There are variations on the main theme. An Ashram might be headed up by an accomplished yogi who is not yet Self-Realized but is working on it. Most often, they have been authorized by their own Guru and are directed and supported in the process. Other Ashrams were founded by a great Master, even decades or hundreds of years ago, with yogis continuing to live the lifestyle as well as to offer the teachings they have learned. 

Svaroopa® Vidya Ashram is my home, which I share with other dedicated seekers. We offer several retreats and trainings each year, with participants staying in our retreat center. Our yoga classes are offered online as well as locally in Downingtown PA. I set up our online Freebies almost ten years ago, then the pandemic opened up new possibilities. Thus you will find many online offerings on our program calendar, including twice-weekly meditation satsangs.

Like ours, the Ashrams you hear about and find in online searches generally offer retreats and trainings. Other Ashrams are closed to the public, allowing few visitors or none. 

I have visited and lived in many Ashrams in North America, Europe and India, both Yoga Ashrams and Buddhist ashrams. In spite of the different practices, different dress codes, and different meals, they share many commonalities. They usually follow a set schedule, with group meditations and other practices as well as group meals. The household tasks are shared by residents, who do the cooking, cleaning, gardening and errand running, just like you do for your own home. 

In my years of residency with my Guru, we began the day at 3:30 with a morning chant followed by meditation. At 5:15 am, we got chai, a sweet-spicy milk tea. Then we chanted until 7 am. Breakfast was optional. Our day alternated between work periods, more chanting and meals, ending with a long chant at night and bedtime by 9 pm. I felt that I was living in heaven on earth!

Some Ashram residents are swamis, yoga monks, while others are in various stages of learning and commitment. Ashrams offering public retreats and trainings welcome guests during those programs but, like us, are closed at other times. Or you may have to meet prerequisites in order to visit. In other words, there’s lots of variations on the theme. There is no central governing body like the Vatican. Each Ashram can set up its own rules and systems, based on the lineage they embody as well as the practicalities for their locale.

One thing is consistent. Wherever a person or group of people do dedicated spiritual practices, that place becomes special. Thus most Ashrams are pilgrimage centers, with people coming to soak up the spiritual vibe that emanates out. That vibe is called Grace.  My life is filled with Grace!

Sukhasana: Settling into Stillness

By Melissa (Yogyananda) Fountain, Yogaratna

My favorite Svaroopa® Yoga pose is Sukhasana, the sweet and easy pose.  While sitting in this level and stable seat, I teach as well as meditate.  When I get propped just right, I experience both sublime comfort and inner stillness.  Inner stillness offers me everything I’ve ever longed for.  I become physically still, and my mind is quiet.  It’s guaranteed.  And then I experience Self: the still center of my own Beingness.

The more I practice Sukhasana, the more I learn about myself.  Its subtle refinements and power have been growing within me for 26 years.  It’s not always been easy.  In chasing down my Deceptive Flexibility, I’ve raised and lowered my blanket stack for my seat many times.  I’ve squirmed my way into what feels comfortable, finding comfort to be elusive. 

To meditate, I’ve even sometimes chosen to sit in a chair instead. But the effects are not the same.  Sukhasana grounds me inside.  I can attune myself to the inner energies that are balancing and flowing up my spine.  It’s reliable, blissful and always informative.

Sukhasana is ever new, never static.  I roll my knee blankets into just the right support my body needs, at that moment.  I alternate my front foot placement, so my muscular patterns stay more fluid.  With my knees’ condyle bones propped, I feel a direct line to my sitbones and into my tailbone.

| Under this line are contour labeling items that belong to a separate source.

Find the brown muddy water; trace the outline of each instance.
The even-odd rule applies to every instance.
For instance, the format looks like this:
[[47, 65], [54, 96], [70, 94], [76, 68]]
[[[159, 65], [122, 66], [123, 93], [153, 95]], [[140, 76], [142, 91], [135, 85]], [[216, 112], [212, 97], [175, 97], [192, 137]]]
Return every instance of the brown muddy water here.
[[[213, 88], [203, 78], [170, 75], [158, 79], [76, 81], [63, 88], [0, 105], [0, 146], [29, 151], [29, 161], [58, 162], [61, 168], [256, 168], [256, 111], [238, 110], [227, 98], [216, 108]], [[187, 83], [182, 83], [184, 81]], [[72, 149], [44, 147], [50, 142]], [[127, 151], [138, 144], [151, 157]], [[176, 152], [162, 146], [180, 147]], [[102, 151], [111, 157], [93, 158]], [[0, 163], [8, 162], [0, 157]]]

These small adjustments bring profound results.  It’s like my brain is being rewired, my mind expanded.  The best part is, I feel supported by my spine’s verticality.  I can let go of my internal tensions.  Then like magic, my base is stable; I’m ready to settle into my own Self.  I have found my “Dream Sukhasana.”

You Will Be Assimilated

By Gurudevi Nirmalananda 

Those were scary words when the Borg invaded a world in “Star Trek: Next Generation.” I wondered what made them so scary. The yogic sage Patanjali answered my question. He says that you already know what it is like to be assimilated, because your mind does this to you frequently. How frequently? Anytime you’re not in a state of enlightenment, you’re assimilated into your mind. 

v.rtti-saaruupyam-itaratra. — Patanjali’s Yoga Sutras 1.4 

At other times, you are assimilated into your mind’s activities. 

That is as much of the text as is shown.